Emily, I can’t remember how many times I uttered this exact same phrase. Well said. Wish I had some easy answers…
Emily, I completely agree! After 3 degrees, working abroad, owning my own small business, and then moving and shutting down my own small business to be closer to my fiance, I feel like my 25 years have been an exercise in futility. I am wracked with student loans from the lofty private school I attended to be trained by the world’s best at what I do. My strengths are there, my resume is good, and I manage a sandwich shop. I love management, but I feel like my life is paused.. waiting for money, inspiration, a lightening strike, talent discovery, who knows? I hope your situation improves, but for now just know that you are not the only quarter-life crisis head case around.
Carla — well said. You’re definitely not alone. “Feel like my life is paused” such a true, stellar observation that I know so many can relate too
BHAG – that’s hilarious!

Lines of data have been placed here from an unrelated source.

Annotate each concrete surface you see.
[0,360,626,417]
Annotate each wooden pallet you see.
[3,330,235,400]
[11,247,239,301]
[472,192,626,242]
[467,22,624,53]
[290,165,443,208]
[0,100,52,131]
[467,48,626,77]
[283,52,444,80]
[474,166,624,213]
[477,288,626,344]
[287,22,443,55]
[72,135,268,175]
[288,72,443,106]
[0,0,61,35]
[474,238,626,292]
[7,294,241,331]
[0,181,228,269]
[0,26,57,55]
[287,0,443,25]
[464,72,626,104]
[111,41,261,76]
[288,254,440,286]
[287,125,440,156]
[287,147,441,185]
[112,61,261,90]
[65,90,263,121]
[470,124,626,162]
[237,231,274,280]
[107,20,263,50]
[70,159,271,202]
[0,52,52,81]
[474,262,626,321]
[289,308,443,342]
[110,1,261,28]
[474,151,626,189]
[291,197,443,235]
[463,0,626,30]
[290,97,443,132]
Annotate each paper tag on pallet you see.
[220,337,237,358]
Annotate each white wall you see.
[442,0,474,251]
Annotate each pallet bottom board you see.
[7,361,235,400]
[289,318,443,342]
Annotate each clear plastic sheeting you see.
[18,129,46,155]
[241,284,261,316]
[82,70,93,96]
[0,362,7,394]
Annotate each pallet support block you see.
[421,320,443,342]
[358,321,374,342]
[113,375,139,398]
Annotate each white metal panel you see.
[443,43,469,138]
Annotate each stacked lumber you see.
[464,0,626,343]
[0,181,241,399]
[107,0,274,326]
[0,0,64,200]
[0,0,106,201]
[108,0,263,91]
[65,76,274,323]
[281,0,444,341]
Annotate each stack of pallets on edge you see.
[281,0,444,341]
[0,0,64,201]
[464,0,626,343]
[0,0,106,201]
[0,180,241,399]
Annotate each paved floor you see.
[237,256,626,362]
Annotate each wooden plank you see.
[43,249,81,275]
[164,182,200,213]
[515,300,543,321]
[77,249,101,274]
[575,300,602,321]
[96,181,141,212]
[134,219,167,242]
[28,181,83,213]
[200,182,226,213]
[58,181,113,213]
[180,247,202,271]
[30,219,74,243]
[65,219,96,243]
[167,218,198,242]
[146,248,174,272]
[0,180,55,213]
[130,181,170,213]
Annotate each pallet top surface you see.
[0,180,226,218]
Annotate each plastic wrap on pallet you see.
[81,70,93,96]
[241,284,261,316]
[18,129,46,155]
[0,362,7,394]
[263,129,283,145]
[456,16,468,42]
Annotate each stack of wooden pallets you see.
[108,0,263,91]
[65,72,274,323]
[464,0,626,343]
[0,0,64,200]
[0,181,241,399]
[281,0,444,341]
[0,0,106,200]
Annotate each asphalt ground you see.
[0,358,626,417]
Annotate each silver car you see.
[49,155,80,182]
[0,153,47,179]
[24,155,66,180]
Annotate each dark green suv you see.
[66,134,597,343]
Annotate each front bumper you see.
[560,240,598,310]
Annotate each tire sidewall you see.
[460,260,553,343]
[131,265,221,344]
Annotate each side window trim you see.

I’m going to put that one into practice and ask my friends what their bhag is – can’t wait to see their faces.
As I am struggling with deciding what my Passion is and struggling with the details of my future, I find your writing to be so inspirational. I thank God for speaking to me through your work and I thank you for letting God use you! Can’t wait to get my hands on that book!
Thanks Avery! That means a lot to me.
I just emigrated to another continent. From Cape Town, South Africa to Cork City, Ireland and it sucks. It sucks in a way I could never imagine and then somehow I downloaded your 101 book and came to the blog and after 9 years and 357 days of living in my 20’s blindly thinking I was somehow going in the right direction even though sometimes it felt like I was actually backtracking more than moving forward, I’m starting to formulate the thought that it’s okay. This feeling of being stranded in cluelessville is normal. I just have to figure it out. You’re helping. Alot.
Amazing to hear Cindy. Thank you for sharing your story and the kind words!